I would also loose the 'I' for 'we' in a lot of cases as it implies that you are a one man show, & even if you are, people want to think you have more than one person working in your company.
Hope this helps & good work for getting more info into the public arena.
I definitely think it's "too" long. I just can't figure out how to shorten it because I wanted to take into consideration those people that don't have the general concepts down.
However, I do wish more people would post comments directly on that page. Instead, I'm finding comments on 4 other separate forums...

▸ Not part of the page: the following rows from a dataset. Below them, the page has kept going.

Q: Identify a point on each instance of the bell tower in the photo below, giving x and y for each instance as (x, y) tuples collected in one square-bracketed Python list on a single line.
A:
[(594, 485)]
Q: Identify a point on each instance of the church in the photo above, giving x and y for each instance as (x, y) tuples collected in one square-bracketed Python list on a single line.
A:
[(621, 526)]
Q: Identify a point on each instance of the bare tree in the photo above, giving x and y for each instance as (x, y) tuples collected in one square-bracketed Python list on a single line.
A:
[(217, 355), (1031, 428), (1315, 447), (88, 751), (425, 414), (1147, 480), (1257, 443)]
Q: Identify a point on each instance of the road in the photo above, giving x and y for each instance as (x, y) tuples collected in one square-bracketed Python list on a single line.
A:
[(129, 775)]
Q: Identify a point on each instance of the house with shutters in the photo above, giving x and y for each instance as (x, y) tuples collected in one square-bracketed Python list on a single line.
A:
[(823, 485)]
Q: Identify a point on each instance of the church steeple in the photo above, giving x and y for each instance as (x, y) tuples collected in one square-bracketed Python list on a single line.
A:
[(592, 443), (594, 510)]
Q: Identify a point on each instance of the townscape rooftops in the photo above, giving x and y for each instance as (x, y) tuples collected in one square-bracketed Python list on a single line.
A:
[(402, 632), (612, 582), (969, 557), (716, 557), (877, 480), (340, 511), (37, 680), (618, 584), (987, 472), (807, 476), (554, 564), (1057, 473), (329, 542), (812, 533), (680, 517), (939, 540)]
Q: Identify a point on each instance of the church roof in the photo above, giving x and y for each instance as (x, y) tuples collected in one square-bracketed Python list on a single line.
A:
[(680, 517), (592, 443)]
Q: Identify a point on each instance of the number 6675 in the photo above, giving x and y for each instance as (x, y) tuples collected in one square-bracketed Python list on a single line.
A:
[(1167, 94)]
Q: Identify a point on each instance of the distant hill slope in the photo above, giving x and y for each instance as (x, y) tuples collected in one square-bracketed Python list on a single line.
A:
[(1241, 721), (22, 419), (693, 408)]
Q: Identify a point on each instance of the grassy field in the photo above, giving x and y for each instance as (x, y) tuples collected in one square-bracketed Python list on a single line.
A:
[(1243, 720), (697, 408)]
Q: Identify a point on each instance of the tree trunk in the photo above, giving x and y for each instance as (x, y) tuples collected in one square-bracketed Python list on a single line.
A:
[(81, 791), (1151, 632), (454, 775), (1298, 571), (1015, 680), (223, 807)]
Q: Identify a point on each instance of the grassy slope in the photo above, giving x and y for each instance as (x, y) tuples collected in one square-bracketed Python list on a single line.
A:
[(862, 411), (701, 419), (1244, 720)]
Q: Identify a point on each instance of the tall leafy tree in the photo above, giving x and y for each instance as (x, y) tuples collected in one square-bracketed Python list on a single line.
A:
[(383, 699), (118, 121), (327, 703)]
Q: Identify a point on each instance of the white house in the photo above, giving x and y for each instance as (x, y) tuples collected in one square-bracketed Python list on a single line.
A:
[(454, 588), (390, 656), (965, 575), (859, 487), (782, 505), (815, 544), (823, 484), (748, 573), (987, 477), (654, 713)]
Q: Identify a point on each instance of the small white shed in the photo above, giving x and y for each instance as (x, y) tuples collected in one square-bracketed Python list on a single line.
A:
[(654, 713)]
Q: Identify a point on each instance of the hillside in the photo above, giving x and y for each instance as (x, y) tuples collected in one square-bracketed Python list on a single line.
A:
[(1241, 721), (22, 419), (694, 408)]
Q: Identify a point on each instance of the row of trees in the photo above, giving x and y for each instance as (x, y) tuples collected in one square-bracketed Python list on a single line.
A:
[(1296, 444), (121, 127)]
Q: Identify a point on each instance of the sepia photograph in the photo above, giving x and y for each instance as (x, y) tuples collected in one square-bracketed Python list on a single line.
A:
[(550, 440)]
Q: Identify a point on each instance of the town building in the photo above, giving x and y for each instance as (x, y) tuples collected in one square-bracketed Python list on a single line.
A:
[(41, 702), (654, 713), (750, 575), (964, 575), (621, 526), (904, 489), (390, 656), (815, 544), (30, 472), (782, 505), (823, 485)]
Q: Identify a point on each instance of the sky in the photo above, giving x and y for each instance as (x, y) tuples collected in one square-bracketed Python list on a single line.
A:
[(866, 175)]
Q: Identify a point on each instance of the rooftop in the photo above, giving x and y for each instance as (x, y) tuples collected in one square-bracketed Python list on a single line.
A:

re typos: you have "hard" instead of "heard" and "right" instead of "write" when I looked last week - I didn't read it all so there may be others
I was up against a traditional visualiser a while ago who charges £ 600 for an A3 magic marker sketch he does in around 5 hours (someone knew him personally so knew how long he took) - but if the design changes over the weeks he has to start again whereas in 3d you can modify - so I got that one
but the client still prefers him for most stuff as it gives an "idea" of how it will look rather than a finished view - and then the end client doesn't get bogged down in looking at detail
When I first started was a local guy here in Sac who worked in traditional pen and watercolor techniques who charged I think +- $200 an image. And I think he was really fast and he could do a few buildings a day. I have seen some of his work and it was "pretty good" I got distracted by a few things (verts weren't straight) but I knew architects who loved his work. At least they loved his price. And for changes he would just "glue" on a new sheet of paper and paint over it.
I usually paid a photographer more than that just to provide a site image.
Heh. The weird thing is that there is no spell check with Knol. I had to bring it into Word. Of course, it won't catch the difference between "right" and "write."